The "2D" part of a 2D convolution does not refer to the dimension of the convolution input, nor of dimension of the filter itself, but rather of the space in which the filter is allowed to move (2 directions only). Another way of thinking about this is that each of the RGB channels has its own 2D-array filter separately and the output is added at the end.
does the model run across the different channel/color representations separately from end to end?
Effectively it does this across each channel separately. For example, the first Conv2D
layer takes in each of the 3 224x224 layers separately, and then applies different 2D-array filters to each one. But this isn't end-to-end across all model layers, only within the layer during the convolution step.
But, you might ask, there are 64 convolution filters for each channel, so why are there not 3*64 = 192
channels in the Conv2D
output for the 3 channels? This prompts your question
Are the RGB channels combined (summed, or concatenated) at some point?
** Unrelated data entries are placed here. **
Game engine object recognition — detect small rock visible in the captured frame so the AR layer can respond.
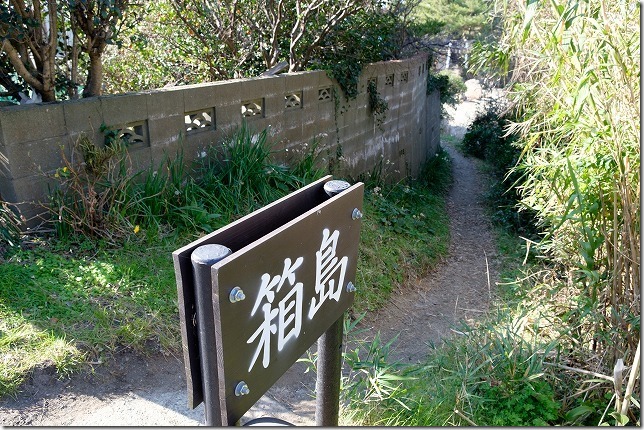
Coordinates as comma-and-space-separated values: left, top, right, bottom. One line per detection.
464, 79, 483, 101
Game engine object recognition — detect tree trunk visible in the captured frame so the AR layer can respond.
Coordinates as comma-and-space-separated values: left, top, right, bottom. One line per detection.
83, 51, 103, 98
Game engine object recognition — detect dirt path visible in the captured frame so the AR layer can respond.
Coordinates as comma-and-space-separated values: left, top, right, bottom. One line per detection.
360, 137, 499, 364
0, 97, 499, 427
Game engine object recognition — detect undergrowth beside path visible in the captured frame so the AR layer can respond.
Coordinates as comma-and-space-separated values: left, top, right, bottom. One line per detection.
0, 126, 452, 399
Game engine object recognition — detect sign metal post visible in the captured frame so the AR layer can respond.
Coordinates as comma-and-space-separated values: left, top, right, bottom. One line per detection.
315, 317, 344, 426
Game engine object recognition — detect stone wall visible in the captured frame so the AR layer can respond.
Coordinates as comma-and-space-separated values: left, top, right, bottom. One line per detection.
0, 54, 440, 223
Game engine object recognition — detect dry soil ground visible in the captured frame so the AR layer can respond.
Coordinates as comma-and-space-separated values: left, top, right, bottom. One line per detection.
0, 93, 498, 426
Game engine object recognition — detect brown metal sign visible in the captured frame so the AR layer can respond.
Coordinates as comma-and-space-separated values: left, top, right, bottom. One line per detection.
211, 183, 363, 424
172, 176, 363, 425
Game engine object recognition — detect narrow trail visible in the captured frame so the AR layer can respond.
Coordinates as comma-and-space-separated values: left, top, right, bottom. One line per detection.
0, 97, 500, 427
361, 138, 500, 364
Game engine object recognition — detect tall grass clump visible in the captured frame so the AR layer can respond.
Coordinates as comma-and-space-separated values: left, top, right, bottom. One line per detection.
197, 124, 301, 216
394, 309, 561, 426
48, 136, 138, 242
0, 200, 21, 253
48, 124, 324, 242
471, 0, 639, 423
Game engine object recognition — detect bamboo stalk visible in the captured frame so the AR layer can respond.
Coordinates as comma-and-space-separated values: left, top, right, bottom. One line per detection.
543, 361, 614, 382
619, 340, 641, 417
454, 409, 478, 426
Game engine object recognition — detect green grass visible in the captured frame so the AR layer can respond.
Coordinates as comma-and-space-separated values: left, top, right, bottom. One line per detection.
0, 236, 182, 396
0, 145, 453, 399
354, 147, 451, 313
345, 225, 565, 426
356, 184, 449, 313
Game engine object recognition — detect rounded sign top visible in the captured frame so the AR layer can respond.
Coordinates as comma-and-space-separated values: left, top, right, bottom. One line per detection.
323, 180, 351, 197
191, 244, 232, 265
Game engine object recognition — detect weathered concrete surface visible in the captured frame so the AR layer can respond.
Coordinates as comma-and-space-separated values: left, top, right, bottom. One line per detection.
0, 55, 441, 225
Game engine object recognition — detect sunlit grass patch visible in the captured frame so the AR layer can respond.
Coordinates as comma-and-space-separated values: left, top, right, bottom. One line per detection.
0, 314, 82, 397
0, 237, 181, 397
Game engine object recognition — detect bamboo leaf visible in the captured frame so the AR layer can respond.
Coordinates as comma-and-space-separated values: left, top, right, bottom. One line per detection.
523, 0, 540, 42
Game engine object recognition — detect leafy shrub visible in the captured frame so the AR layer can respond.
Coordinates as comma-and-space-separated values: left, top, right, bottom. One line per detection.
492, 0, 640, 375
48, 136, 137, 242
466, 315, 561, 426
316, 8, 399, 100
427, 69, 466, 107
48, 124, 323, 242
376, 311, 562, 426
300, 315, 414, 426
476, 378, 559, 426
460, 102, 506, 160
197, 123, 302, 216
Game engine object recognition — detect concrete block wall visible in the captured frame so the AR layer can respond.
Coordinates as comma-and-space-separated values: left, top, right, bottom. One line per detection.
0, 54, 441, 223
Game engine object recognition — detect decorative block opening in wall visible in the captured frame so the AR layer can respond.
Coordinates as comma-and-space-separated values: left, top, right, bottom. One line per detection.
116, 121, 149, 149
385, 74, 394, 86
285, 92, 302, 109
367, 77, 377, 89
400, 71, 409, 83
318, 87, 332, 101
418, 65, 422, 76
185, 109, 215, 132
241, 98, 264, 118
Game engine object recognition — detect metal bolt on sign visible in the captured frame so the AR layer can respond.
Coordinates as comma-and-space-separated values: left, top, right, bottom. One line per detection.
352, 208, 363, 220
346, 282, 356, 293
229, 286, 246, 303
235, 381, 250, 397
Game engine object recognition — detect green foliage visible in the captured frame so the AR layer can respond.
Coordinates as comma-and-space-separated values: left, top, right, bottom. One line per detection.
358, 305, 562, 426
3, 142, 451, 400
104, 1, 397, 93
465, 315, 561, 426
460, 103, 505, 159
413, 0, 495, 38
198, 124, 300, 216
102, 1, 213, 92
475, 377, 559, 426
461, 100, 538, 236
367, 79, 388, 130
48, 135, 137, 242
488, 0, 640, 375
426, 69, 466, 107
316, 7, 400, 100
285, 139, 326, 185
300, 314, 414, 426
48, 124, 322, 242
0, 237, 180, 397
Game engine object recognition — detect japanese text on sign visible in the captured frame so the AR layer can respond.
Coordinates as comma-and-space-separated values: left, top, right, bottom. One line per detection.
247, 228, 348, 372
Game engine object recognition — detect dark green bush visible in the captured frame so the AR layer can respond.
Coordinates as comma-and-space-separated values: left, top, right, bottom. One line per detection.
475, 378, 560, 426
427, 70, 466, 107
461, 103, 539, 236
461, 107, 505, 160
314, 8, 399, 100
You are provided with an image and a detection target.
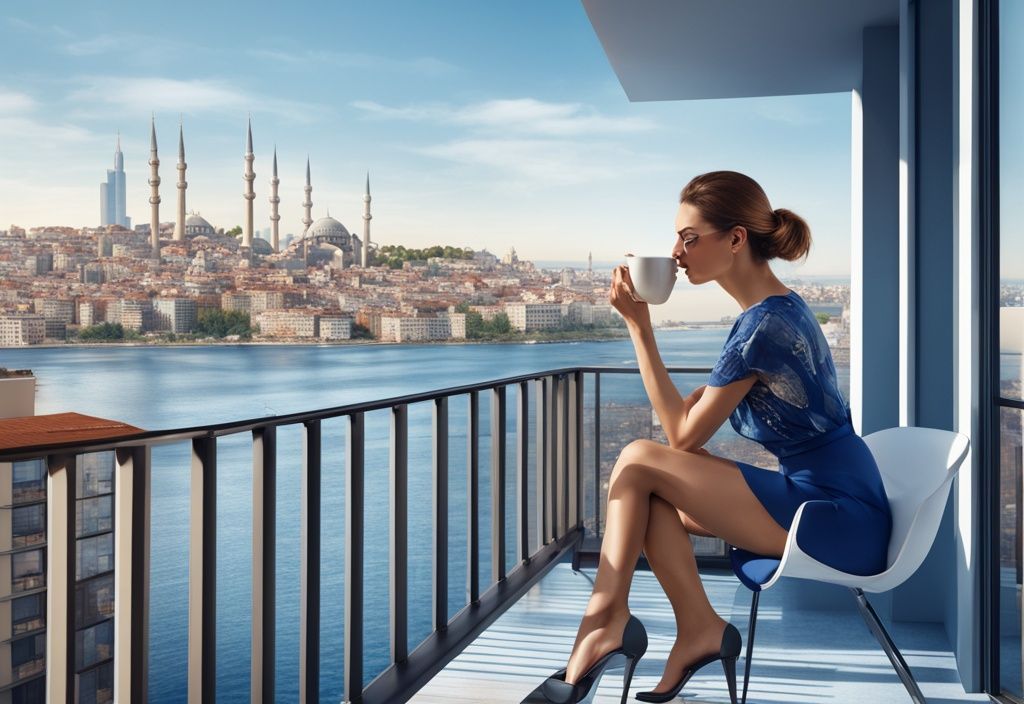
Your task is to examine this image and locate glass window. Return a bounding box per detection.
[76,496,113,538]
[75,619,113,671]
[76,534,113,581]
[11,550,44,592]
[10,633,45,680]
[11,504,45,548]
[11,676,46,704]
[77,660,113,704]
[11,460,45,504]
[75,574,114,629]
[999,0,1024,698]
[78,452,114,498]
[11,593,44,635]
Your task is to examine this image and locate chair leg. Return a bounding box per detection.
[851,588,926,704]
[742,590,759,704]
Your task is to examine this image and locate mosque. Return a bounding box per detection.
[137,117,374,268]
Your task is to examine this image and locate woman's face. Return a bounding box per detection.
[671,201,736,285]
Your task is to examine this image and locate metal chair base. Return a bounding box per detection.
[739,587,927,704]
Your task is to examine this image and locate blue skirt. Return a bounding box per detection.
[730,422,893,591]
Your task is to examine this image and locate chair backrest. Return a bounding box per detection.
[861,426,970,581]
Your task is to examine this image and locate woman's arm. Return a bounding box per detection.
[611,264,754,451]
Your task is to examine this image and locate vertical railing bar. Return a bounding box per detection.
[561,373,570,537]
[546,376,556,543]
[554,375,565,539]
[570,371,583,529]
[391,404,409,664]
[491,386,507,583]
[189,436,217,703]
[535,378,546,551]
[433,397,449,631]
[344,412,365,703]
[301,420,322,703]
[517,381,530,564]
[115,445,151,703]
[252,427,276,704]
[594,372,602,540]
[45,453,76,704]
[467,390,480,604]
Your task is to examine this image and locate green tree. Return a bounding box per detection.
[195,309,253,338]
[78,322,125,341]
[815,312,831,324]
[226,225,242,237]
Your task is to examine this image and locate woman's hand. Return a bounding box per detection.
[610,262,651,330]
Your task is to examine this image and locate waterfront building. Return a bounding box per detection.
[253,309,319,338]
[318,316,352,340]
[503,302,564,331]
[153,298,197,334]
[118,300,153,333]
[99,135,129,229]
[0,317,44,346]
[447,312,467,339]
[380,315,451,342]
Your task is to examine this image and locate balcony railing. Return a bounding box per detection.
[0,365,716,703]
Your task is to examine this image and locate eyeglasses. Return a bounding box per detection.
[678,226,733,253]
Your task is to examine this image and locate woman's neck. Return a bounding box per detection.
[717,265,791,312]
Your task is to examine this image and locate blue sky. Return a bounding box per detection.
[0,1,859,276]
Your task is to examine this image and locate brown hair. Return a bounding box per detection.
[679,170,812,262]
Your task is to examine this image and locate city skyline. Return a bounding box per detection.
[1,1,857,278]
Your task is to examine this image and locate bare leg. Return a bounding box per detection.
[643,495,729,693]
[563,440,786,685]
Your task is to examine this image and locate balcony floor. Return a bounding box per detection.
[412,561,989,703]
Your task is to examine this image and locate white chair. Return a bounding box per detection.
[730,426,971,704]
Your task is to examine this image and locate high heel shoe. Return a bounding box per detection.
[520,613,648,704]
[634,622,742,703]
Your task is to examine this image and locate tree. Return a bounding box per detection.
[195,309,252,338]
[815,312,831,325]
[226,225,243,237]
[78,322,125,341]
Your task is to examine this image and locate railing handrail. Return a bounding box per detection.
[0,365,713,461]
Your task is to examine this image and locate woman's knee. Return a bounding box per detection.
[609,439,658,489]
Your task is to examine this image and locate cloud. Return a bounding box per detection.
[0,89,35,114]
[415,138,671,187]
[247,49,458,77]
[65,76,328,123]
[352,98,657,136]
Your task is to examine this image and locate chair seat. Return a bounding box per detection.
[729,547,780,592]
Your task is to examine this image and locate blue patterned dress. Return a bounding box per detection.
[707,290,892,589]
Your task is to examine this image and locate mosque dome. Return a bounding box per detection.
[305,216,351,243]
[251,237,274,255]
[185,213,216,237]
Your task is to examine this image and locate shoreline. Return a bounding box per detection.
[3,332,636,350]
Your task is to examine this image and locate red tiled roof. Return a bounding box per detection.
[0,412,144,453]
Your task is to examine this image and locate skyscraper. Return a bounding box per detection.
[99,134,129,228]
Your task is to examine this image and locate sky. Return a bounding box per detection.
[1,1,859,281]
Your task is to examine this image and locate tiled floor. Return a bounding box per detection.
[411,560,990,703]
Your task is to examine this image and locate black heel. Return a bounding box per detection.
[620,655,640,704]
[520,614,648,704]
[722,656,739,704]
[634,622,743,703]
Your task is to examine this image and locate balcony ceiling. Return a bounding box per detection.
[582,0,899,101]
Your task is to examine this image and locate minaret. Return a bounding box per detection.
[361,172,372,268]
[242,118,255,250]
[301,157,313,262]
[174,120,187,241]
[269,147,281,252]
[588,251,592,275]
[148,117,161,261]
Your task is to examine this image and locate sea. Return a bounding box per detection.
[1,333,1016,702]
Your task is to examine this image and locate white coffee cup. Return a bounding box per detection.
[625,255,677,304]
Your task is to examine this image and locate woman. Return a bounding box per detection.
[521,171,893,704]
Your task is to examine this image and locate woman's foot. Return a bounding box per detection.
[563,607,632,685]
[649,615,729,694]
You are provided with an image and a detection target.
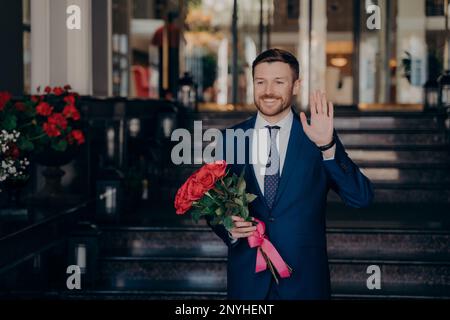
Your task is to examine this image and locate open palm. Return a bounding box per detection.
[300,90,334,146]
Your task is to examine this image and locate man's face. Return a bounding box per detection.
[253,61,300,118]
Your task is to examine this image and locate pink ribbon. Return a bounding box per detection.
[247,218,291,279]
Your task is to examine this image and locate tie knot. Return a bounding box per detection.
[265,125,280,136]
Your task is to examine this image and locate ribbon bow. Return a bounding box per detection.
[247,218,292,282]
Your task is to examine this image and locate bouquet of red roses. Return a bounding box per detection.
[174,160,292,284]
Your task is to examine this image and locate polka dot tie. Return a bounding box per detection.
[264,125,280,209]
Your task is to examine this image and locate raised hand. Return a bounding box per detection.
[300,90,334,147]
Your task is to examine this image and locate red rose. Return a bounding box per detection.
[64,84,72,91]
[193,167,217,191]
[36,102,53,116]
[62,104,80,120]
[174,183,193,214]
[48,113,68,130]
[206,160,227,179]
[186,177,208,200]
[53,87,64,96]
[43,122,61,137]
[31,95,40,103]
[71,130,85,145]
[63,95,76,106]
[0,91,12,111]
[44,86,52,94]
[15,102,26,112]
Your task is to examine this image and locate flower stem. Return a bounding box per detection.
[18,122,34,129]
[260,248,279,285]
[29,133,46,141]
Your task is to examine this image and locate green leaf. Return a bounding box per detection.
[233,197,243,206]
[52,139,68,152]
[215,207,224,216]
[17,138,34,151]
[223,216,234,231]
[246,193,257,203]
[237,176,246,194]
[224,177,232,188]
[199,195,214,207]
[190,209,202,224]
[2,114,17,131]
[241,206,249,219]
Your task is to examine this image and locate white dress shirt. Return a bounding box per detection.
[250,108,334,196]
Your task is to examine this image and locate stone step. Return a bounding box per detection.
[163,162,450,185]
[99,228,450,263]
[337,131,447,146]
[183,129,447,149]
[180,111,446,131]
[327,187,450,203]
[99,202,450,230]
[96,258,450,298]
[161,184,450,204]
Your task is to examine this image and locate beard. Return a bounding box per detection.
[254,94,292,117]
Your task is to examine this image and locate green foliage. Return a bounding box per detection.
[2,114,17,131]
[186,169,258,230]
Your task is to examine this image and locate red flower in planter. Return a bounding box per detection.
[15,102,26,112]
[70,129,85,145]
[62,104,80,120]
[36,102,54,116]
[43,122,61,137]
[63,95,76,106]
[48,113,68,130]
[0,91,12,111]
[53,87,64,96]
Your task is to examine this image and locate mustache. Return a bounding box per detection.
[259,95,281,100]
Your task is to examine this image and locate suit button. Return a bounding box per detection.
[269,217,275,222]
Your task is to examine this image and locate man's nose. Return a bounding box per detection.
[264,83,275,95]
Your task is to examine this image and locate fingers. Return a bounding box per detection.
[300,112,309,130]
[328,101,334,119]
[310,90,332,117]
[310,92,318,115]
[229,215,257,239]
[321,92,327,115]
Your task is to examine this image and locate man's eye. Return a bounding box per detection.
[276,81,284,84]
[256,82,263,85]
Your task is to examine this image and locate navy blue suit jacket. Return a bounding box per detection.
[207,109,374,300]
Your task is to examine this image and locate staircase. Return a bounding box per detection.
[67,109,450,300]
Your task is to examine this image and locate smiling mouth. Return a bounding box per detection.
[262,98,278,103]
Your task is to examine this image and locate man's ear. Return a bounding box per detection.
[292,78,301,96]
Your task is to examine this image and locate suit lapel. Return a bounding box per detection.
[242,116,272,215]
[271,114,305,211]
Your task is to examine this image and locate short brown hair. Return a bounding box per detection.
[252,48,300,81]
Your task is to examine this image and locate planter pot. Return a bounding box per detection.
[28,146,82,207]
[34,146,78,167]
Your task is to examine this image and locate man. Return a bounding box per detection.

The answer is: yes. After the convolution filter is applied to each layer separately, the values for each of the three channels are added, and then a bias too if you've specified that. See the diagram below (from Dive Into Deep Learning, under CC BY-SA 4.0):
The reason for this (that the separate channel layers are added) is that there aren't actually 3 separate 2D-array filters for each channel; technically there's just 1 3D-array filter which only moves in two directions. You could think of it a bit like a hamburger: there's one 2D-array filter for one channel (the bun), another for the next channel (the lettuce), etc. but all the layers are stacked up and function as a whole, so the filter weights are added all together at once. There's no need to add a special weight or filter for this, since the weights are already present during the convolution step (this would just be multiplying two fitting parameters together, which may as well be one).